The Beach Boys - "Marcella" (Billboard #110, entered 7/15/72). Written by Brian Wilson and Jack Rieley. Produced by the Beach Boys. 45: "Marcella"/"Hold on Dear Brother" (Brother 1972). LP: Carl and the Passions: So Tough (Brother 1972).
Underneath the pot smoke is a classic girl-name song that might have charted higher elsewhere in time, but the haziness here is crucial. Put on the headphones and hear all the vocal and instrumental layers billow, curl, and evaporate. The Carl and the Passions: So Tough album's very oddness - its misleading title, its initial appearance as a two-fer with Pet Sounds, the appearance of two new band members (Blondie Chaplin and Ricky Fataar from the Flame), and its stoned aura - tends to overshadow some of its pleasures.
The Beach Boys - "Sail On Sailor" (Billboard #79, entered 2/24/73). Written by Brian Wilson, Tandyn Almer, Van Dyke Parks, Jack Rieley, and Ray Kennedy. Produced by the Beach Boys. 45: "Sail On Sailor"/"Only With You" (Brother 1973). LP: Holland (Brother 1973).
Recent chart success in the Netherlands prompted Beach Boys band manager Jack Rieley to talk them into moving to - and building an expensive studio in - Amsterdam, where plenty of successful pop music had been percolating during the early seventies. This resulted in another muted album-rock offering that included a bonus 45 with a fairy tale called "Mount Vernon and Fairway." The album's crowning glory, though, was "Sail On Sailor," a Brian Wilson track written primarily with his old Smile collaborator Van Dyke Parks and added to the album as an afterthought. Blondie Chaplin sings lead on the single, which peaked at #79 in 1973. A 1975 re-release brought it up to #49, after which it settled comfortably into FM rock playlists ever since.
The Beach Boys - "California Saga (On My Way to Sunny Californ-i-a)" (Billboard #84, entered 5/12/73). Written by Alan Jardine. Produced by the Beach Boys. 45: "California Saga (On My Way to Sunny Californ-i-a)"/"Funky Pretty" (Brother 1973). LP: Holland (Brother 1973).

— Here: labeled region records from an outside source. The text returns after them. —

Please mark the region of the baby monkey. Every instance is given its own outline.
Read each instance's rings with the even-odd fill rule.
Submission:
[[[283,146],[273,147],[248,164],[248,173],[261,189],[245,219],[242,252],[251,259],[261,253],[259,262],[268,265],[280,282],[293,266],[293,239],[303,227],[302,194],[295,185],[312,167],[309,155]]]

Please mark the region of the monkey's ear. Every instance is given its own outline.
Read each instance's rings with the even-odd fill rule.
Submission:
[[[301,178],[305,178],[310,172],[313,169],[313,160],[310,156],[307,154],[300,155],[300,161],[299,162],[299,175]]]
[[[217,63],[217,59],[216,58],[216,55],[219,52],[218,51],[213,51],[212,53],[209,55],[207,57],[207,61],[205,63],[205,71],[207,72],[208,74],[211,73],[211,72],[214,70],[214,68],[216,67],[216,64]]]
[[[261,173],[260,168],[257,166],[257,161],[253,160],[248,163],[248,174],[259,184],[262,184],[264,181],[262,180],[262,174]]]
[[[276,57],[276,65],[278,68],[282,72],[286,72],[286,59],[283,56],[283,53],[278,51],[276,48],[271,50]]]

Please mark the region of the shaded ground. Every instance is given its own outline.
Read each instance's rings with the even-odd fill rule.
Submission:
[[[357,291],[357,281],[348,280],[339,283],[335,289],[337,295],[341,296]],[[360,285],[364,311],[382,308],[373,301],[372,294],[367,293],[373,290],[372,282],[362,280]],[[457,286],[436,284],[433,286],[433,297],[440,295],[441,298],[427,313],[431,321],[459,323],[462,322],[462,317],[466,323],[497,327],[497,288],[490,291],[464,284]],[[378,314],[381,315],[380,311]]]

This sing-songy Al Jardine track, which - like "Cottonfields" before it - contained a jaw harp in the mix, appeared on the Holland album as the third part of its "California Saga" (where it's listed as "California Saga/California"). Americana aspects reminiscent of "Cottonfields," perhaps, propelled it to #37 in the UK.
The Beach Boys - "Surfin' USA" (Billboard #36, re-entered 8/17/74). Written by Chuck Berry (and Brian Wilson). Produced by Nick Venet. 45: "Surfin' USA"/"The Warmth of the Sun" (Capitol 1974). LP: Endless Summer (Capitol 1974).
Capitol wisely released a Beach Boys compilation the year after two Beach Boys songs ("Surfin' Safari" and "All Summer Long") played crucial roles in the soundtrack for American Graffiti, the film that revved up the already-rumbling engines of cultural nostalgia. After this, the band would never stray too far from its original themes. The compilation's leadoff single was credited to Chuck Berry as its sole writer - the result of publishing disputes that had arisen when it first appeared in 1963 with sole credit to Brian Wilson, who had given Berry's "Sweet Little Sixteen" new lyrics.